It’s happened to all of us. We’re working on a document and something happens. Power goes off. Word crashes. Mail crashes before sending.
Whatever document we were working on disappeared.
Gone. Wooosh. Never Never Come Back Land. What to do? TrackBack.
This is one of those nifty little applications that makes so much sense that it’s hard to believe it’s not included in Mac OS X.
BackTrack is one of the simple utilities for the Mac that, once it saves your carcass, you’ll always keep a copy on your Mac.
What’s BackTrack do? It records all your keystrokes in each of your applications.
That’s about it. If you’re typing something into Word, then BackTrack records your keystrokes, and saves the text in a log file.
If Word crashes, what you just typed, all of it, is there, ready to BackTrack.
Let’s say you’re a bit like me (but with better hair days and fewer children), and you’ve got Word, Safari, Mail, TextEdit, Stickies, iCal, Excel, and a couple of other applications open and running.
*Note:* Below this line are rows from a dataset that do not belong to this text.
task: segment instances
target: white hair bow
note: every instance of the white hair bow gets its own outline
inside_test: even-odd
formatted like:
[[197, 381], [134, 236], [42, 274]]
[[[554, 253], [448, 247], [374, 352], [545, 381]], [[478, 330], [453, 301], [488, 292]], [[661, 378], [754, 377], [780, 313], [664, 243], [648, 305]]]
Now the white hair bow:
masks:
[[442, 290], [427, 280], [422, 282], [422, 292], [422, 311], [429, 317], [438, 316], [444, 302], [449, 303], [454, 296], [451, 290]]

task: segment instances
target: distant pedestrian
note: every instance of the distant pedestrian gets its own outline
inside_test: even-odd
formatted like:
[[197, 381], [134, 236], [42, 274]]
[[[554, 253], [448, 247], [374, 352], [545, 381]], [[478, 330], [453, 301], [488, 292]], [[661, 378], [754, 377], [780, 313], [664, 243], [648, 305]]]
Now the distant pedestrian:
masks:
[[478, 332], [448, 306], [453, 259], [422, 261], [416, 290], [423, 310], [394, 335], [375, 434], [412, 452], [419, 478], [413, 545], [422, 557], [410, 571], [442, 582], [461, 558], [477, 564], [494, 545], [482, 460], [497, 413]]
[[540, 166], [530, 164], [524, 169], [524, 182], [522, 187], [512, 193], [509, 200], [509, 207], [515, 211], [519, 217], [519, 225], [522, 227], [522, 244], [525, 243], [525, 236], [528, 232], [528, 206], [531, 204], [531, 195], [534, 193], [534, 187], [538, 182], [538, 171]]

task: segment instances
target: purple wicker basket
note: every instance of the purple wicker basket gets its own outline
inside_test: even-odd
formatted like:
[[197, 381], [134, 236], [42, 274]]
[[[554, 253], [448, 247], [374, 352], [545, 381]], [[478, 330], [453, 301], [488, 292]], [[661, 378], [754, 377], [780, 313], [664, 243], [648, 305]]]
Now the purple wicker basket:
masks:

You’re using each and have text in each.
The applications have been open all day, and, like a good Mac users, you’ve saved the documents from time to time. But not since lunch and it’s 3:30 PM.
Bing. Power goes off. Everything is gone. It’s gone. Blank screen.
If you have BackTrack running, it’s all still there—saved and waiting for you to start up again.
BackTrack opens as a simple brushed aluminum application and requires that the ‘Enable access for assistive devices” selection in System Preferences be enabled.
Then BackTrack goes to work capturing the text input from your keyboard.
If you type it in, it gets captured, recorded, logged, ready for access. Except passwords and user IDs, so confidential login information won’t be available to prying eyes.
BackTrack is small enough that you can put it beside or slightly behind your application and watch it record your keystrokes.
In true Mac fashion, Preferences are few. You can purge records older than a specific date, and you determine the number of days.
You can also adjust the “Auto-save File…” to every so many minutes or hours. Everything you type gets stored in a small SQL Lite database on your Mac.
Of course, it’s just the text you type, not formatting such as font, font size, or color.
One annoying trait is that BackTrack doesn’t erase or delete text as you erase or delete text when you type. My “delete key” is my friend and I use it often, so some of what BackTrack records looks a bit messy.
Finding text in the database couldn’t be much easier. Scroll to the date and time, select the application in the list, scroll through the text, cut and paste back into your application (you’ll need to clean it up a bit if you love the “delete key” as much as me).
Looking for more detail? More features? More things to click? Sorry. This is simplicity at its’ best. A simple, $15 Mac application that records your keystrokes into a quick and easy to access database as you type. If something goes wrong, your keystrokes are there.
If you type using a Mac, and occasionally lose something you want back (Mac crashes, Word crashes, Mail crashes, you accidentally closed a window you shouldn’t have, etc…) then you’ll like BackTrack.
Gripes? A few. Not deleting what I delete with the delete key is messy, though not terribly so.
Give BackTrack a try to see if you can track back far enough to save your bacon.